Excerpt: Art Pavilion M by Studio Ossidiana is a museum of Land Art and Multimedia designed as a sequence of frames floating on water. The architecture blends art, nature, and public life through three main elements: The Port, a water plaza; The Stage, a terrace for performances; and The Observatory, a translucent exhibition space. Oriented to solstices and built with local materials, it creates a poetic dialogue with its aquatic surroundings.
Project Description

[Text as submitted by architect] Art Pavilion M. is a museum of Land Art and Multimedia, designed for the waters of Weerwater in Almere (NL). We imagined the museum as a sequence of frames: The Port encircles a water plaza, to be curated and cultivated, where art can be displayed, music played, and birds and plants observed from the ring.



Like a port, barges may dock its outer perimeter, and visitors can arrive by boat. It functions as a public space on the water when the museum is closed, where one can swim or fish, and as a promenade to the museum during opening hours. The Stage, a second circle, is the terrace of the museum, within the ring. While performing as the day-to-day museum’s terrace, the platform can become a stage on water, a place for performances, concerts, or outdoor exhibitions.




The Observatory is a lightweight timber and poly-carbonate structure enclosing the exhibition rooms, reflecting and filtering the shades of the water and the surrounding vegetation like a greenhouse.
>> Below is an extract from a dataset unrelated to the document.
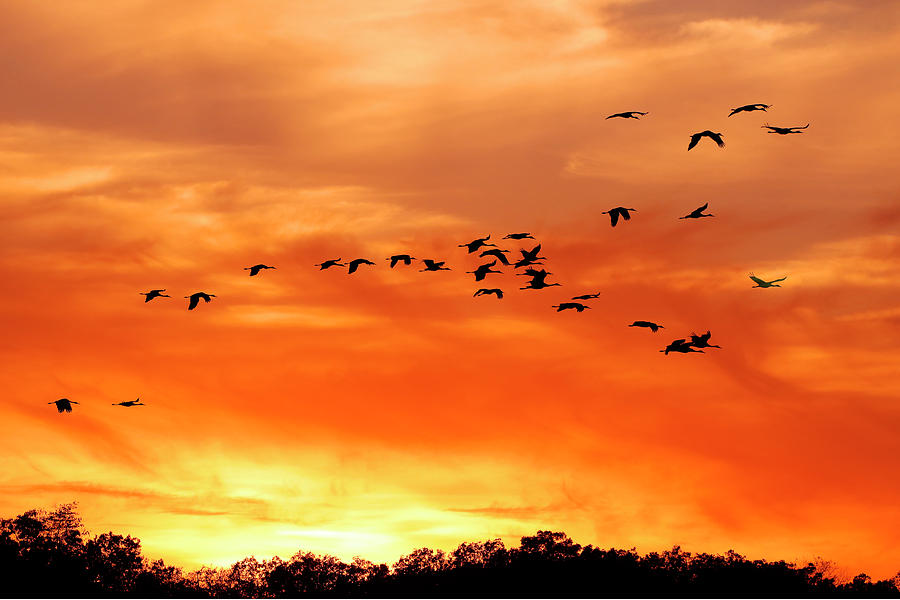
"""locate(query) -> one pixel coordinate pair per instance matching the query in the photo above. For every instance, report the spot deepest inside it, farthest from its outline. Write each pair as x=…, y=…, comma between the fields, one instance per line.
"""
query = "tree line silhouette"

It is fully enveloped by a curtain where cut-out shapes allow light to filter through in different ways, creating a facade made by light, and is oriented on a north-south axis, following planetary alignments: the four windows look at the dawn and dusk axis of winter and summer solstices, while the roof is covered in shells, filtering rainwater, offering a buffet to the birds of Floriade.


Site-specific material research has been developed for the project, resulting in the Surf and Turf Terrazzo composites, with local species of shells and horticultural supplies.